Their very presence on the rosters of Presbyterian leadership, with the affirmation not only of a presbytery but the PCUSA for which the presbytery ordained them, is evidence that the doctrinal and moral scrutiny of the church has seriously eroded. There are many, many presbyteries in the country that would absolutely disavow such slack examinations for ordination, so I do not want to take credit away from the faithful who have not fallen to worldly formulations. But the virus has taken hold at the national level, indicated by the advice being given to executive presbyters and presbytery clerks, that put roadblocks in a faithful presbytery’s efforts to reinforce essentials of Reformed faith. This cannot lead to anything good, if in the process, the church basically states “our faith is, by its very nature, unspecific, so that all people can find a place in the PCUSA.” That is not what our Historic Principles of Church Order establish for us; quite the contrary is true. And yet, as a denomination, we have lost our corporate will to “enforce” sound doctrine, to conform our teaching to the standards of the church, or to commit ourselves to specifics that are defining of our Christian heritage. This is more than a shame; this is a deal-breaker for many, and the basis upon which some are now saying, “PCUSA, I do not recognize you. You are not the church in which I vowed submission to Christ and the Word of God.”

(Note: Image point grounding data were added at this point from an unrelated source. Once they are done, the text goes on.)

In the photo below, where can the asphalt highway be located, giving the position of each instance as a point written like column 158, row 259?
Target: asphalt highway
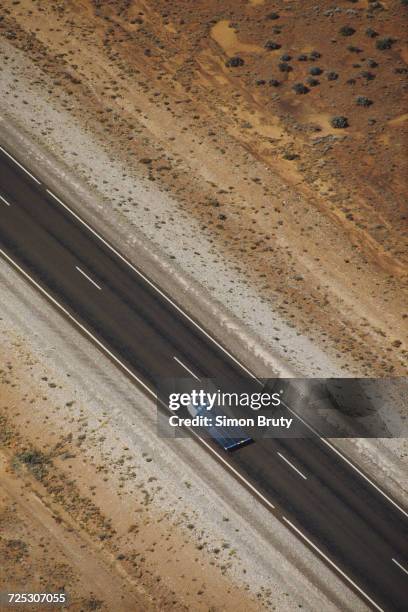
column 335, row 509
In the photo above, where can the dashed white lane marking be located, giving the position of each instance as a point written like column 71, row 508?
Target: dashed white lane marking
column 292, row 466
column 114, row 358
column 149, row 282
column 350, row 463
column 400, row 566
column 321, row 553
column 82, row 327
column 233, row 470
column 5, row 201
column 88, row 278
column 183, row 365
column 20, row 166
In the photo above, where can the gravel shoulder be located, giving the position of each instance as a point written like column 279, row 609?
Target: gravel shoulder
column 160, row 518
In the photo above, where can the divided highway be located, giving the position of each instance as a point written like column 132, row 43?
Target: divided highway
column 320, row 495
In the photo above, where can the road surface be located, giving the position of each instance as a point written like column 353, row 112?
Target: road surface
column 320, row 495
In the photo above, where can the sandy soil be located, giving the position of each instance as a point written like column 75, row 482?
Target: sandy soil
column 93, row 500
column 309, row 215
column 295, row 228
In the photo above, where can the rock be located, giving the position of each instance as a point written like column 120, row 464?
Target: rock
column 339, row 122
column 234, row 62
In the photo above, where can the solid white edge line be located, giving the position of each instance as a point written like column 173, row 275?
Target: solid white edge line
column 5, row 201
column 185, row 367
column 21, row 166
column 232, row 469
column 98, row 342
column 292, row 466
column 240, row 477
column 399, row 565
column 350, row 463
column 88, row 277
column 108, row 352
column 322, row 554
column 166, row 297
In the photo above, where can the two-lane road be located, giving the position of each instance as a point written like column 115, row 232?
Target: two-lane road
column 319, row 494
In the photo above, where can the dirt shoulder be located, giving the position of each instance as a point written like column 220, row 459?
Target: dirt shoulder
column 89, row 490
column 296, row 208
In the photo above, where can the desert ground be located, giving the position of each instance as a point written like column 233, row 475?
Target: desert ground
column 259, row 148
column 310, row 214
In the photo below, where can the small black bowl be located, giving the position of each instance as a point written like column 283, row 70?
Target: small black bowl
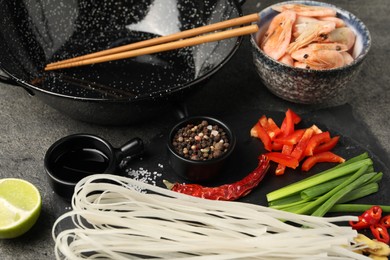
column 76, row 156
column 199, row 170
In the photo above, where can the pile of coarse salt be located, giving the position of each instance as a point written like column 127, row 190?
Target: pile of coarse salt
column 144, row 176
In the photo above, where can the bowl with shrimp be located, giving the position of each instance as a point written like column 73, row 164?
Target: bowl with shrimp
column 308, row 52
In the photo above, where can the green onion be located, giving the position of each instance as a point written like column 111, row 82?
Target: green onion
column 342, row 190
column 356, row 207
column 316, row 203
column 285, row 200
column 322, row 188
column 340, row 170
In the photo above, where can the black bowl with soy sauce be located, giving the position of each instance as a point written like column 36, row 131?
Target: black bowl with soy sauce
column 77, row 156
column 199, row 147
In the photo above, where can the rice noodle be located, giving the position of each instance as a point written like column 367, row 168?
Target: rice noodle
column 112, row 220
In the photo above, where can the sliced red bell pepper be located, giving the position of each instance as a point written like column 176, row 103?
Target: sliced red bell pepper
column 380, row 233
column 290, row 139
column 326, row 146
column 281, row 168
column 385, row 221
column 321, row 157
column 315, row 140
column 276, row 146
column 270, row 126
column 360, row 224
column 259, row 132
column 287, row 160
column 300, row 147
column 289, row 121
column 273, row 129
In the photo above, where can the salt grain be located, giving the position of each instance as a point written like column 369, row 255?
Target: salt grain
column 143, row 175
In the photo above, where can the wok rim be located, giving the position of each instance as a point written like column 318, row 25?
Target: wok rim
column 30, row 88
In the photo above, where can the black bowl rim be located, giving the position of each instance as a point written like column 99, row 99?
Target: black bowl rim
column 356, row 61
column 60, row 142
column 230, row 132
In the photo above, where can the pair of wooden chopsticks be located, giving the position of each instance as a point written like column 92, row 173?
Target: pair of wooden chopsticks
column 164, row 43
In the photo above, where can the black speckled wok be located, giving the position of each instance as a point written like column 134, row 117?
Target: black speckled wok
column 34, row 33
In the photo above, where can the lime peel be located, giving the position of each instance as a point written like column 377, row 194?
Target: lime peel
column 20, row 207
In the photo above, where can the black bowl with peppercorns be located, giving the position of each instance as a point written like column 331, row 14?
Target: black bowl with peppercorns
column 199, row 146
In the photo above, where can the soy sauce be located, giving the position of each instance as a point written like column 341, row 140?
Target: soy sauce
column 76, row 164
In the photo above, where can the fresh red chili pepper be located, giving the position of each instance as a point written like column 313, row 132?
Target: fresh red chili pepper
column 385, row 221
column 321, row 157
column 289, row 122
column 315, row 140
column 285, row 159
column 301, row 145
column 292, row 138
column 380, row 233
column 327, row 146
column 369, row 217
column 272, row 128
column 232, row 191
column 259, row 132
column 360, row 224
column 281, row 168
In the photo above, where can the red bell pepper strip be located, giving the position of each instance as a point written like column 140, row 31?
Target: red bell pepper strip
column 315, row 140
column 273, row 129
column 291, row 139
column 276, row 146
column 321, row 157
column 280, row 169
column 380, row 233
column 287, row 160
column 301, row 145
column 259, row 132
column 326, row 146
column 369, row 217
column 289, row 121
column 270, row 126
column 385, row 221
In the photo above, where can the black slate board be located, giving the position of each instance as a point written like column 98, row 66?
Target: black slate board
column 339, row 121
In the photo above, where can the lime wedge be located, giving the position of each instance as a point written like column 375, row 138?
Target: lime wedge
column 20, row 206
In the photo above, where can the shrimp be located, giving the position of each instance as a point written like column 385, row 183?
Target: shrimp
column 328, row 46
column 301, row 23
column 286, row 59
column 343, row 35
column 348, row 59
column 307, row 10
column 318, row 59
column 339, row 22
column 278, row 36
column 313, row 32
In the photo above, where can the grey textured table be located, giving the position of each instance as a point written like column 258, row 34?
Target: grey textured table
column 28, row 126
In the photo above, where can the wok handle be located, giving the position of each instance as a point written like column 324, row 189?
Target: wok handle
column 14, row 82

2 Responses to “The PCUSA as a Masked Ball”

  1. Jake Horner Says:

    Perhaps it is appropriate to say that what was at one time a masked ball has become an acid test.


  2. Dennis Evans Says:

    What you say is true. As someone who became orthodox at the age of 18 and highly unorthodox and sycretistic up until that time, my small experience of Presbyterian Churches, from my junior high years through college, showed me a Presbyterian denomination where it was common to not believe in the divinity or resurrection of Christ, or to hold the Bible as inspired in the sense of its content defining what we believe. My calling from God was essentially to be a mole or a voice in the desert. And I was told by my “Care of Candidates Committee” that I was too conservative and would be happier in another denomination. That was probably in the year 1971. What you say is true but not new at all, and was never a surprise to me.